Kutlu’nun son kitabının yanında eski kitaplarını imzalatmak için kuyruğa giren veya iki defa kuyruğa girip iki kitap imzalatmaya çalışanlar dikkatimi çekti. Tek bir kitabın imzalanacağı kuralı kimi okuru hayal kırıklığına uğratırken kimi bu hakkını sevdiği insan için kullanmak istediğini söylüyordu. İstanbul’un uzak semtlerinden gelenler olduğu gibi Ankara, Bursa gibi farklı şehirlerden gelen okurlar da vardı. Kutlu imzada okurların –uzaktan gelenler istisna- fotoğraf çekimlerini ise nazikçe geri çeviriyordu. Okuruyla arasında geçen kısa muhabbetlerin çerçevesi ise bazen uzatılan kitabın içeriği bazen okurun ismi ama en çok memleketi üzerine oluyordu. Mesela Tirende Bir Keman adlı kitabını imzalaması için uzatan genç kıza, “Müzik dinlemeyi sever misin? Bak bu kitabın içinde aynı zamanda çok güzel müzikler var onların barkodlarını cep telefonuna okutup dinleyebilirsin” diye tavsiyede bulunuyordu. Ya da çocukluk ve ilk gençlik anılardan yola çıkarak yazdığı Selam Olsun kitabını başka bir okurunun elinden aldığında içinden Anadolu’nun irfan mektebinde yetişmiş bir güzel insanın fotoğrafını bulup onunla ilgili bir anısını anlatıyordu.

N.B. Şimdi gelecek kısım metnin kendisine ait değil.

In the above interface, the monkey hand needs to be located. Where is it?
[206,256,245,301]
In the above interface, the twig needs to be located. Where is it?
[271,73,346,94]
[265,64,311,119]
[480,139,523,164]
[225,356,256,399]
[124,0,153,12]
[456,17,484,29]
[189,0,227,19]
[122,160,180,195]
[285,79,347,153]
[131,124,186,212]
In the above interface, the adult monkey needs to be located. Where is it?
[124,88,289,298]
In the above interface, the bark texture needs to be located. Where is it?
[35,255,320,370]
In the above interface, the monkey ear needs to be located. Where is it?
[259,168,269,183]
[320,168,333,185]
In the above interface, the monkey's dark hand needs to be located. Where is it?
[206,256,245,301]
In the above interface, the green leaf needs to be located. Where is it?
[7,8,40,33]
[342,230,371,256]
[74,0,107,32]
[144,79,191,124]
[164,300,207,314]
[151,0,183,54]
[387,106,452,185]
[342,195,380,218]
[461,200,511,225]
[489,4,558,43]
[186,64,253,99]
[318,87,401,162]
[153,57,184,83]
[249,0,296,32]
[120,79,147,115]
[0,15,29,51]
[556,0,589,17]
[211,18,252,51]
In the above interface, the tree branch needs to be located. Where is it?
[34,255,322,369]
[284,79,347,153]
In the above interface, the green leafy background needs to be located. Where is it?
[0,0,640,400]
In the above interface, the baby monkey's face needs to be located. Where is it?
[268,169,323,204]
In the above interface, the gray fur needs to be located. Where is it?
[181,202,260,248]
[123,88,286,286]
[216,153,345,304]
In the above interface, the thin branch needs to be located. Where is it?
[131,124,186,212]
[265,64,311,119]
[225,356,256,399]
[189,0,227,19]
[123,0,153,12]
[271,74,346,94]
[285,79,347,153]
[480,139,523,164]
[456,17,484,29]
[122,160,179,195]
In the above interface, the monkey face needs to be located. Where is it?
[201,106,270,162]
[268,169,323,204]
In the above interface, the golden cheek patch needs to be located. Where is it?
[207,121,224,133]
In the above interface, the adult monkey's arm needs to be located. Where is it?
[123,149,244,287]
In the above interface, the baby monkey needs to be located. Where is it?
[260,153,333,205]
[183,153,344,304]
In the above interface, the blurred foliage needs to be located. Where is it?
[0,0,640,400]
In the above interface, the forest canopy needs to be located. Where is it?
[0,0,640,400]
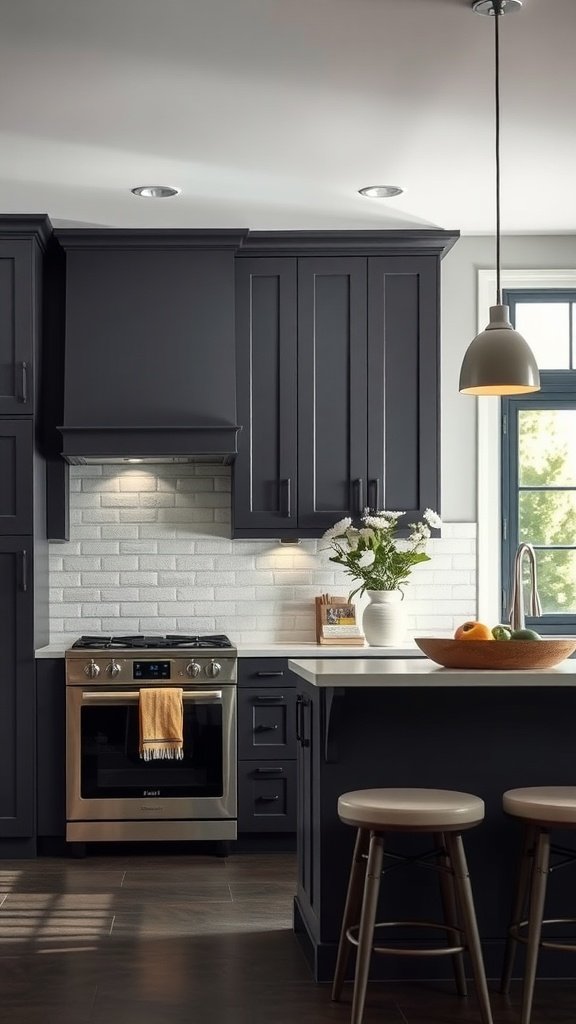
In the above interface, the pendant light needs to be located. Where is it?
[459,0,540,395]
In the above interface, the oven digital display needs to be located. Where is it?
[132,662,170,679]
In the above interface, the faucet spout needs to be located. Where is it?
[509,544,542,630]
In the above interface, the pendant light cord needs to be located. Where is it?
[493,0,503,306]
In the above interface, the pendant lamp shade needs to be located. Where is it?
[459,305,540,395]
[459,0,540,395]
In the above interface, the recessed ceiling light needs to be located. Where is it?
[358,185,404,199]
[130,185,181,199]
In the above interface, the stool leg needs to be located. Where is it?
[500,825,534,995]
[521,830,550,1024]
[332,828,370,1002]
[352,833,384,1024]
[446,833,492,1024]
[435,833,468,995]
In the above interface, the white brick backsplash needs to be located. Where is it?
[49,465,477,643]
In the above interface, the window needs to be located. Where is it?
[502,290,576,634]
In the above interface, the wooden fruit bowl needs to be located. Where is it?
[415,637,576,671]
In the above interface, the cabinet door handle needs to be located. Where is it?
[354,476,364,515]
[296,693,302,743]
[282,476,292,519]
[20,362,28,406]
[20,548,28,594]
[368,476,380,510]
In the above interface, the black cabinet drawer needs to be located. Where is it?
[238,761,296,833]
[238,687,296,761]
[238,657,296,687]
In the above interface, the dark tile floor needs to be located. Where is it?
[0,853,576,1024]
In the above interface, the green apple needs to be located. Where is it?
[492,623,512,640]
[511,630,542,640]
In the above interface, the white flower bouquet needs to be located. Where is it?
[322,509,442,599]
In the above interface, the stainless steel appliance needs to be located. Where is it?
[66,636,237,842]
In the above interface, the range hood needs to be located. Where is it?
[58,229,245,465]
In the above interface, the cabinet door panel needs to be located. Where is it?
[298,257,367,529]
[0,241,34,416]
[234,259,297,536]
[368,256,440,517]
[0,420,34,536]
[0,537,35,839]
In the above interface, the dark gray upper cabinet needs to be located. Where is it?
[233,259,298,536]
[298,256,367,530]
[0,419,34,536]
[0,239,34,416]
[366,256,440,518]
[0,231,44,416]
[0,537,35,839]
[233,231,457,538]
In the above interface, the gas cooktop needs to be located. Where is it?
[71,633,234,650]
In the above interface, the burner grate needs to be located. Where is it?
[72,634,232,650]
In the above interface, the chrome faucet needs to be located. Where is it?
[509,544,542,630]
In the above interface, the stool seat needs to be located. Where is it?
[338,790,483,831]
[502,785,576,825]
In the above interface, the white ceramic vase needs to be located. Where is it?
[362,590,406,647]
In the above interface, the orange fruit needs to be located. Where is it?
[454,622,487,640]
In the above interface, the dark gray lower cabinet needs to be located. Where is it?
[36,657,66,839]
[238,657,296,833]
[238,761,296,833]
[0,537,36,843]
[238,686,296,761]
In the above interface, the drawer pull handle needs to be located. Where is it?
[20,548,28,594]
[354,477,364,515]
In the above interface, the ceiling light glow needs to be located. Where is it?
[130,185,181,199]
[358,185,405,199]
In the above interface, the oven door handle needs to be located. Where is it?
[82,690,222,703]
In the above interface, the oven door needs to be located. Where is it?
[67,684,237,821]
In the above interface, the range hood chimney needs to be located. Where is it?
[57,229,247,464]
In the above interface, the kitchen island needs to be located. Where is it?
[289,658,576,981]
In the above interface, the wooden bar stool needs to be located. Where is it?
[332,790,492,1024]
[501,785,576,1024]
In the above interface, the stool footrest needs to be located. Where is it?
[346,921,466,956]
[508,918,576,953]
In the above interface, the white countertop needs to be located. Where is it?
[36,640,423,658]
[288,657,576,688]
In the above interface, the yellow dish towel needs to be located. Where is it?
[139,686,183,761]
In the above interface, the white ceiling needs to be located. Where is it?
[0,0,576,233]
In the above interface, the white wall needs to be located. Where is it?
[442,234,576,522]
[50,466,476,643]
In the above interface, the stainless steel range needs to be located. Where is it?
[66,635,237,842]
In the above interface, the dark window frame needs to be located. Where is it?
[501,289,576,636]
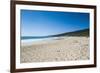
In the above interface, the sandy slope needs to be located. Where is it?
[20,37,89,63]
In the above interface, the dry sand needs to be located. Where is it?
[20,37,89,63]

Yaklaşık iki saat süren imza etkinliğinde şunu gördüm ki Kutlu'nun elli yılı aşkın sürede gittikçe gençleşen sağlam bir okur kitlesi var. İletişim teknolojisini en başarılı şekilde kullanan bu genç kuşağa ulaşmak için Kutlu, onlar gibi dijital mecrayı kullanmak yerine onları anlayan yazılar yazmayı tercih ediyor. Tıpkı son hikâye kitabında olduğu gibi.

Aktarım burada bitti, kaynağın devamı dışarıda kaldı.